Vor allem für alleinerziehende Mütter ist das Armutsrisiko groß. Der neue Familienbericht empfiehlt die gezielte Unterstützung Alleinerziehender.

Erzieht eine Mutter ihr Kind allein, hat sie ein deutlich erhöhtes Armutsrisiko Foto: Frieder Dino/plainpicture

Berlin taz | Alleinerziehend zu sein ist in Deutschland ein Armutsrisiko. Das betrifft vor allem alleinerziehende Mütter, ihr Risiko ist um 60 Prozent höher als das von alleinerziehenden Vätern und dreimal höher als bei Frauen, die in Paarbeziehungen leben. Das zeigt der Familienbericht, den Bundesfamilienministerin Lisa Paus (Grüne) am Mittwoch vorstellte. In jeder fünften Familie erziehen demnach Eltern ihre Kinder allein.

Insgesamt ist die Sorgearbeit bei getrennt lebenden Eltern in Deutschland sehr ungleich aufgeteilt. In nur 8 Prozent der Familien übernachten die Kinder die Hälfte oder annähernd die Hälfte der Zeit bei beiden Elternteilen.

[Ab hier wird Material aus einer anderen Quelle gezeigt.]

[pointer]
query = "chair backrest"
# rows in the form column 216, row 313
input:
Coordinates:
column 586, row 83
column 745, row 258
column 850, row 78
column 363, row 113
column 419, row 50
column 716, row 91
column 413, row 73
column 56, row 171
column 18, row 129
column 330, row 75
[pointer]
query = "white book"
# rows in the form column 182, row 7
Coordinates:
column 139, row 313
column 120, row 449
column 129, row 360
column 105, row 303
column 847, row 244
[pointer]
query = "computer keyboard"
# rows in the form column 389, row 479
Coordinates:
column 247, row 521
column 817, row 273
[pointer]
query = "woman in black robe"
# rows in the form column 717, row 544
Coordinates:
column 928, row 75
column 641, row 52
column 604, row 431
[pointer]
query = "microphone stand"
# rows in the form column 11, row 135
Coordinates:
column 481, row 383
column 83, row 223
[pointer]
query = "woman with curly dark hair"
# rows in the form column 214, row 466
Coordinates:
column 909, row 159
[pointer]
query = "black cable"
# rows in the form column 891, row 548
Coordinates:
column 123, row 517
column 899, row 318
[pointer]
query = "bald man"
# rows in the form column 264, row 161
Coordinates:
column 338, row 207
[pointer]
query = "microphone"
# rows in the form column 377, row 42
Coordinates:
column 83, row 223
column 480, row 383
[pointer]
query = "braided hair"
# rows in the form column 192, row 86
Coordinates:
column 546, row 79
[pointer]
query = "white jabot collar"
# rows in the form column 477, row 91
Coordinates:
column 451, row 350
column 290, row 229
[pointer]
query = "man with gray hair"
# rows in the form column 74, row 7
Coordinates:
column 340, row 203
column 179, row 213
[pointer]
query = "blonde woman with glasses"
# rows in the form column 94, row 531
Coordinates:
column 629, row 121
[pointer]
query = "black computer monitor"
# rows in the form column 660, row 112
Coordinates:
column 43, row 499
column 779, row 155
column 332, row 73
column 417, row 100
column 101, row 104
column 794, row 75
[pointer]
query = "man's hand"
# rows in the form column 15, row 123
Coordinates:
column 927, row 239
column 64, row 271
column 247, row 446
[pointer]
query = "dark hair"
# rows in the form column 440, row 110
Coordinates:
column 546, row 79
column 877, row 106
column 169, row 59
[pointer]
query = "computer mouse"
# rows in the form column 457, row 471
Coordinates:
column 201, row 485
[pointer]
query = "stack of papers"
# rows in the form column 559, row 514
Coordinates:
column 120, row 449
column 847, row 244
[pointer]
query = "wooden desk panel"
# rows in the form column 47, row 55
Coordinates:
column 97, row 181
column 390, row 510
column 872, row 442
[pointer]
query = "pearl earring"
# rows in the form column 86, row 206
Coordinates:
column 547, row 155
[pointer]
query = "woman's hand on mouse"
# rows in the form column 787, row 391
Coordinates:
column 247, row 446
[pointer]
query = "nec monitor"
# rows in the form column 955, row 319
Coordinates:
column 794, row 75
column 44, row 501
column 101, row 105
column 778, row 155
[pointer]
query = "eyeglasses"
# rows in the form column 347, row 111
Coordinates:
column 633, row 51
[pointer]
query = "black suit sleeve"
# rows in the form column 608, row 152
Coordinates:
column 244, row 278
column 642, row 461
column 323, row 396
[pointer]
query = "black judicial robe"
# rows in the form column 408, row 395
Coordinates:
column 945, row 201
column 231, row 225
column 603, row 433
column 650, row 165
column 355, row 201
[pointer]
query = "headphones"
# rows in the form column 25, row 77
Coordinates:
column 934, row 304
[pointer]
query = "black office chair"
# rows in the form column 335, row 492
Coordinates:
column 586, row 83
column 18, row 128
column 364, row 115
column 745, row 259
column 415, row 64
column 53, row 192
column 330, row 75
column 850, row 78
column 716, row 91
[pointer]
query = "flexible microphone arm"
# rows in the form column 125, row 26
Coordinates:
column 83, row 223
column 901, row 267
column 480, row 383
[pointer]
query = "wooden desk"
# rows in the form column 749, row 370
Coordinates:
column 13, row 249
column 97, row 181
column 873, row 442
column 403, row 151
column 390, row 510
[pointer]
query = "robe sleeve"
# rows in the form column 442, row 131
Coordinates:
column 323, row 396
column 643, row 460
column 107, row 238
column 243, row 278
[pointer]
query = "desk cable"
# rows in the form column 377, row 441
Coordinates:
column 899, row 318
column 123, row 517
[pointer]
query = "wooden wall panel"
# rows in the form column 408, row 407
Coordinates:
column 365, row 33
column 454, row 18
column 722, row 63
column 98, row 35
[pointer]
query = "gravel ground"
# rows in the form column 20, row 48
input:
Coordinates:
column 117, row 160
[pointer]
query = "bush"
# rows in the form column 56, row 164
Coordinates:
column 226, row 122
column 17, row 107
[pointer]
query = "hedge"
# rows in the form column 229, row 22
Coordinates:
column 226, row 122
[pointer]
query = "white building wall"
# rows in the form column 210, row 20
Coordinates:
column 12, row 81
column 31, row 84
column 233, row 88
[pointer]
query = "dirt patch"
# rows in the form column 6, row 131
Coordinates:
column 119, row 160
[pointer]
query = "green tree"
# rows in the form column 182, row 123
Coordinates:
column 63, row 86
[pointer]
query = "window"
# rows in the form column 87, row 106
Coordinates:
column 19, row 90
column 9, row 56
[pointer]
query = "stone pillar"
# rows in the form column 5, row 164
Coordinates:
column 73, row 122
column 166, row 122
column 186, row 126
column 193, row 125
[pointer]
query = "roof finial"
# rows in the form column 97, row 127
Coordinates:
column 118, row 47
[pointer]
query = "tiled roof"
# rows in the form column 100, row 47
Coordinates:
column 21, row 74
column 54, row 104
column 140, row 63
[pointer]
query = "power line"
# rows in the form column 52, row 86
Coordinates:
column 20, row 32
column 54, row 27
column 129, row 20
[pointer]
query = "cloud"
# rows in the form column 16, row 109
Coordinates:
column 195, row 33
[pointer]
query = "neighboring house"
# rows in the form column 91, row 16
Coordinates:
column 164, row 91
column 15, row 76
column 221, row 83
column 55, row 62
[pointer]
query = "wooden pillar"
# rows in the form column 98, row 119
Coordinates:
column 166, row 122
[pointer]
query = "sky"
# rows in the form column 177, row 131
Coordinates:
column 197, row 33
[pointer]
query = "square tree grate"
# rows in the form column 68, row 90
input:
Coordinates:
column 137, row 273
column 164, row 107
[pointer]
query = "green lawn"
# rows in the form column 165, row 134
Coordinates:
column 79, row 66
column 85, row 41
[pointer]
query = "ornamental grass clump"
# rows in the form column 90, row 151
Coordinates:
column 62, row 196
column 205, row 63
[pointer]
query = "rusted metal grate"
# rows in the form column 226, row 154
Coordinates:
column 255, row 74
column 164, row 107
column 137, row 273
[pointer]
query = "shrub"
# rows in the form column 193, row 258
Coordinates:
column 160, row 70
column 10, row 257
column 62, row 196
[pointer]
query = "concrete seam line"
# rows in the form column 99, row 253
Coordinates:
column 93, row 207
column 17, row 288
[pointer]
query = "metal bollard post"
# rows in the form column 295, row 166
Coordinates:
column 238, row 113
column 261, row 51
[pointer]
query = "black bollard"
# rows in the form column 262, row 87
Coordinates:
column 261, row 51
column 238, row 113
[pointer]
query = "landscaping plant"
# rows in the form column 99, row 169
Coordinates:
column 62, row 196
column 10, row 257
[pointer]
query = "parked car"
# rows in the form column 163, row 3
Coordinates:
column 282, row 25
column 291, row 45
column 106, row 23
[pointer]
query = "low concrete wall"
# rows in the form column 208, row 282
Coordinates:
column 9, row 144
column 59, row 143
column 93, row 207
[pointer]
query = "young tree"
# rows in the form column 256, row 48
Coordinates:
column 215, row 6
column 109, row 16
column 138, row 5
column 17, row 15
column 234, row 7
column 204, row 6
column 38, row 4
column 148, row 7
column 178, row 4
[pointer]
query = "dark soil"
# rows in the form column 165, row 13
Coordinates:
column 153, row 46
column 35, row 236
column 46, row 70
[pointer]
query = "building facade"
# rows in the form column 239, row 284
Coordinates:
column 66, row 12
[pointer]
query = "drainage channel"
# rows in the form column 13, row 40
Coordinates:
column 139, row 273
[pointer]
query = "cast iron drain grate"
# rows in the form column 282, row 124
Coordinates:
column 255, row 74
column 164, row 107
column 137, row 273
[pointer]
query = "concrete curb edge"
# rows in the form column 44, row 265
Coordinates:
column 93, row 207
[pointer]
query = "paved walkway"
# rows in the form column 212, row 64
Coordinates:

In anderen Ländern liegt diese Quote deutlich höher, in Schweden teilt etwa mehr als der Hälfte der getrennten Eltern die Betreuungsarbeit. Eltern mit hohem Bildungsstand und hohem Einkommen teilen sich die Sorgearbeit häufiger zu gleichen Teilen. Etwa ein Viertel der Kinder, die mit getrennt lebenden Eltern aufwachsen, haben keinen Kontakt mehr zu einem ihrer Elternteile.

Die ungleiche Verteilung der Betreuungsarbeit führt zu einem höheren Armutsrisiko für das Elternteil, das hauptsächlich zuständig ist. Zu 82 Prozent übernehmen Mütter diese Rolle. Sie sind laut Bericht zwar überwiegend erwerbstätig, aber oft gezwungen, die Erwerbsarbeitszeit zu reduzieren. Sie sind deshalb häufig auf ergänzende Sozialleistungen angewiesen.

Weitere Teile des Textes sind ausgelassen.